On May 12th, 2022, Dr. Manuel García-Herranz conducted a compelling presentation on “Algorithms for Humanitarian and Development Work,” giving an internal perspective on the role of Artificial Intelligence, its limitations, and possible solutions. Upon joining UNICEF in 2014, Dr. García-Herranz saw the need and potential for AI and big data practitioner offices within the organization. At the same time, he observed the steady growth in scientific publications mentioning AI in humanitarian work and sustainable development goals, further highlighting the potential and promise of interdisciplinary research on these topics. The promise of AI in this field is its power to automate, optimize and forecast. These are all beneficial for issues tackled by UNICEF, such as epidemics, polarization, disinformation, future of jobs, rapid urbanization as well as climate change.

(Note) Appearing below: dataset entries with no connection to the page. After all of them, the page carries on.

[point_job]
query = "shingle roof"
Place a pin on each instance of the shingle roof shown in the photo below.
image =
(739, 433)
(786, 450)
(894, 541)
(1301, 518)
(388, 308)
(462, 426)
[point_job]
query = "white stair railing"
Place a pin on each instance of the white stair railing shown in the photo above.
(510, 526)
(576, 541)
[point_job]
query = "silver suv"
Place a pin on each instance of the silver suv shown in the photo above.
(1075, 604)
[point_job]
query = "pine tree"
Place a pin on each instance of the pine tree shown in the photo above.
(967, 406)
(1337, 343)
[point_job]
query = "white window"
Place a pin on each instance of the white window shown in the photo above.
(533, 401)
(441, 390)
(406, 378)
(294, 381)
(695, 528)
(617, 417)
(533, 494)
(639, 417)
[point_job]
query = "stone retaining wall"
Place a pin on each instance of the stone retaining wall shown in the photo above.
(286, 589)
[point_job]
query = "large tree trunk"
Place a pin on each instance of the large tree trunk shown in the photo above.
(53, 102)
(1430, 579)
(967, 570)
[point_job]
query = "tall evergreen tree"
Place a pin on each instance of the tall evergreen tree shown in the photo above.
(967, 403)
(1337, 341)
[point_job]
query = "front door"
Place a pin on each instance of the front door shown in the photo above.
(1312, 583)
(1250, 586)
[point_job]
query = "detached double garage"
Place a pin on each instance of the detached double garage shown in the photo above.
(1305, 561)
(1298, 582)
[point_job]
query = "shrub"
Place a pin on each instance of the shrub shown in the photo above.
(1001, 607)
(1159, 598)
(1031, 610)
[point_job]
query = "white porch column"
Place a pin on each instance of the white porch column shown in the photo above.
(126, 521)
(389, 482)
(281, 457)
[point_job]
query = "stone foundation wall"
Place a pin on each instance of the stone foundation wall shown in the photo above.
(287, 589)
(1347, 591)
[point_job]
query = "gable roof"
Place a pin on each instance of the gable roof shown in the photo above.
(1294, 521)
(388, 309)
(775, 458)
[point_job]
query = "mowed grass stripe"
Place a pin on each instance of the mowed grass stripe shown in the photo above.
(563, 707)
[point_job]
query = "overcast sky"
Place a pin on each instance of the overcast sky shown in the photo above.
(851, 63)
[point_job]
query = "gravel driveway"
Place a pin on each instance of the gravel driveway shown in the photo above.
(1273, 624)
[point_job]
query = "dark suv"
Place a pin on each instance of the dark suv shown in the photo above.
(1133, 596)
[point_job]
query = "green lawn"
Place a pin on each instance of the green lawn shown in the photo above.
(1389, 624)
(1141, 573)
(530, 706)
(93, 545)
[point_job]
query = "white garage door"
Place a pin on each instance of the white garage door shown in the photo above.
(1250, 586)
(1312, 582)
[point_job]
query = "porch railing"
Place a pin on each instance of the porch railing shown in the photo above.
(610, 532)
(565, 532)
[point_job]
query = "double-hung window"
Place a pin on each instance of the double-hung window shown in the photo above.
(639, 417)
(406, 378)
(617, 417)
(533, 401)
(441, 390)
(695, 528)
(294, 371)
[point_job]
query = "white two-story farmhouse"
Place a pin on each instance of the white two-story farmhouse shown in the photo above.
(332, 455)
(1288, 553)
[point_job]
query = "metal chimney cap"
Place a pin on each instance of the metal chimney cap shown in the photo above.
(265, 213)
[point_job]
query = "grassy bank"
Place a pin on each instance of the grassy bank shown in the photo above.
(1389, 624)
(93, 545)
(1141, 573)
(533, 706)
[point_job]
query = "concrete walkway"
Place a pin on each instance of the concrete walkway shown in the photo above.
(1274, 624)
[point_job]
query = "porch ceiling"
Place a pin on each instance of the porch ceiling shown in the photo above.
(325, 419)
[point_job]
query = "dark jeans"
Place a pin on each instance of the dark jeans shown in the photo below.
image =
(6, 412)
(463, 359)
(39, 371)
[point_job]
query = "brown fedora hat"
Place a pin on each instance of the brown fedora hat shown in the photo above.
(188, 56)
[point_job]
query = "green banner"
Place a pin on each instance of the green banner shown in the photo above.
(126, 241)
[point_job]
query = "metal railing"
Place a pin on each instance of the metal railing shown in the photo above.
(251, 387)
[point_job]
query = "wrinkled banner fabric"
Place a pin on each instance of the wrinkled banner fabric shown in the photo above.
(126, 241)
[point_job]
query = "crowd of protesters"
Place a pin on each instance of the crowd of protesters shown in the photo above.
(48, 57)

The presentation tackled the question of the AI talent gap and its development. Available data tends to be geographically clustered and in sectors. Furthermore, its results are fragmented and hide important discrepancies. Manuel García-Herranz used an example of a diagram representing mobile phone users, split into five quintiles by income. High-income countries represented more than half of the data, while lower-income countries constituted about 3 or 4%. This data also does not consider the parts of society who do not own a phone, for example, children. The latter is an essential and vulnerable demographic that should be considered and is especially relevant in humanitarian work.
This leads to his second point: data sets can contain bias given how they are collected, leading to wrong conclusions upon their analysis. Dr. García-Herranz explains how while bias is smaller for high-income countries, its approach of collection results in a high amount of bias within low-income countries.This being said, if collected correctly, specific data sets can be highly useful to organizations like UNICEF. Satellite images and quality in maps can provide real-time data on the location and state of an area in order to allocate resources efficiently and quickly. New scientific methods have emerged to measure poverty, economic development, and the diversity of social networks with machine learning, deep learning as well as combined datasets. This comes with limitations; these models lose accuracy over time as it is difficult to find good data to validate. Therefore, transferring models across countries is laborious, given the little information and transferability. Finally, the average metrics of performance hide other algorithmic inequalities.
Dr. García-Herranz concluded his presentation by explaining that although there are capacity gaps within the development of technology, there has been a simultaneous growth in the attention to Artificial Intelligence, Machine Learning, Sustainable Development Goals, and Humanitarian work. This gap can be bridged with the establishment of a common language. The issue is that there are not enough multidisciplinary ecosystems and focus on strengthening the existing systems, which ensure that AI is fit for humanitarian and development purposes.